The old lifeboat station
Walton Coastguard Station and Maritime Museum
Both the old lifeboat station and the new coastguard building provide a fascinating insight into the maritime history of Walton-on-the-Naze.
Walton-on-the-Naze is home to a busy coastguard and lifeboat station and has been since the 1880s. The records of lives and ships saved are engraved on plates surrounding the Lifeboat House.
In the days of pirate radio in the 1960s, the Walton lifeboat was regularly called out to pirate radio ships in distress. Two of the best known, Radio Caroline and Radio London, were both moored off the North Essex Coast.
The new coastguard station
Today’s lifeboat is moored near the end of the pier and is the only lifeboat in Britain to have a permanent mooring in the open sea. When needed, the lifeboat crew cycle the length of the pier and then use a small launch to access the lifeboat.
The old lifeboat house is now home to the Walton Maritime Museum housing a collection of Walton memorabilia.
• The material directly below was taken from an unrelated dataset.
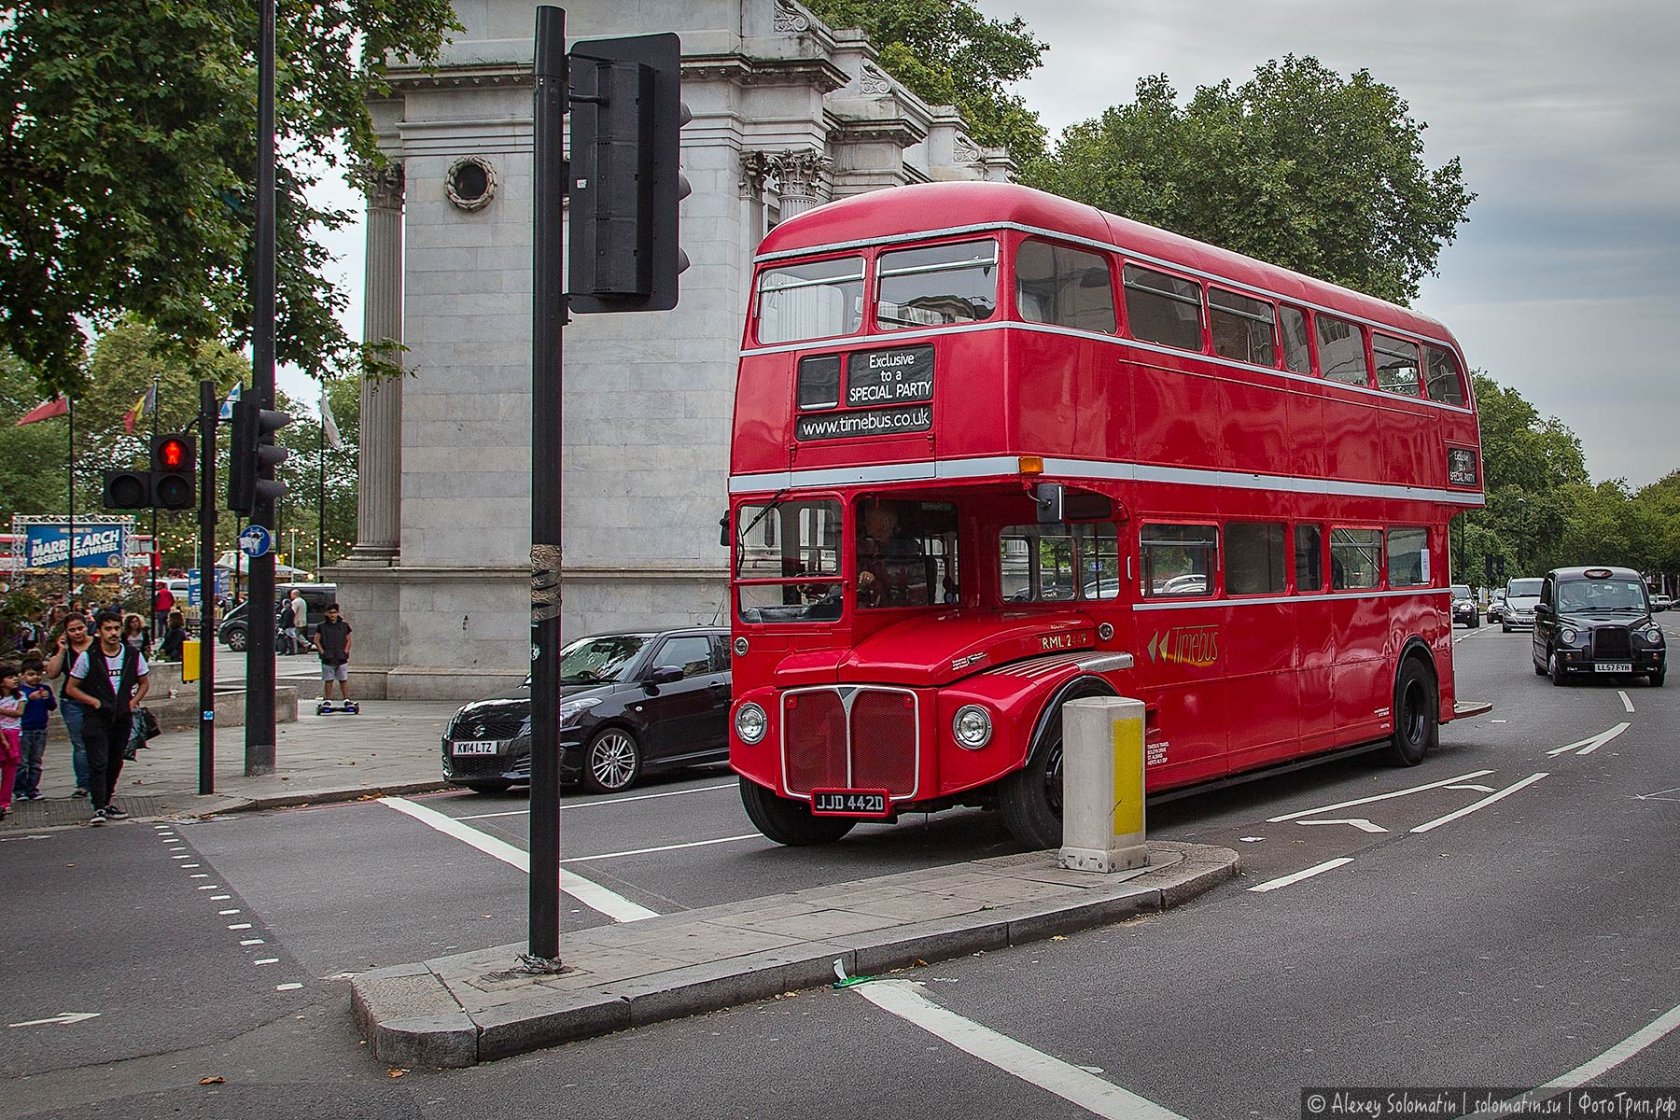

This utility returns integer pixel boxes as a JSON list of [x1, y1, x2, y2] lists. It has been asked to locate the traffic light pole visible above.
[[199, 381, 218, 794], [245, 0, 278, 776], [526, 3, 567, 971]]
The museum is open daily from July to October from 1400 to 1600. Admission is £1. Exhibits include local archives, natural sciences, weapons and war, personalities, science and technology, social history and the maritime history of the town.
The Thames branch of The Maritime & Coastguard Agency are the new coastguard station based at Walton, monitoring ship distress calls and coordinating search and rescue operations for the whole of East Anglia, they are now housed in the new coastguard building next door to the museum.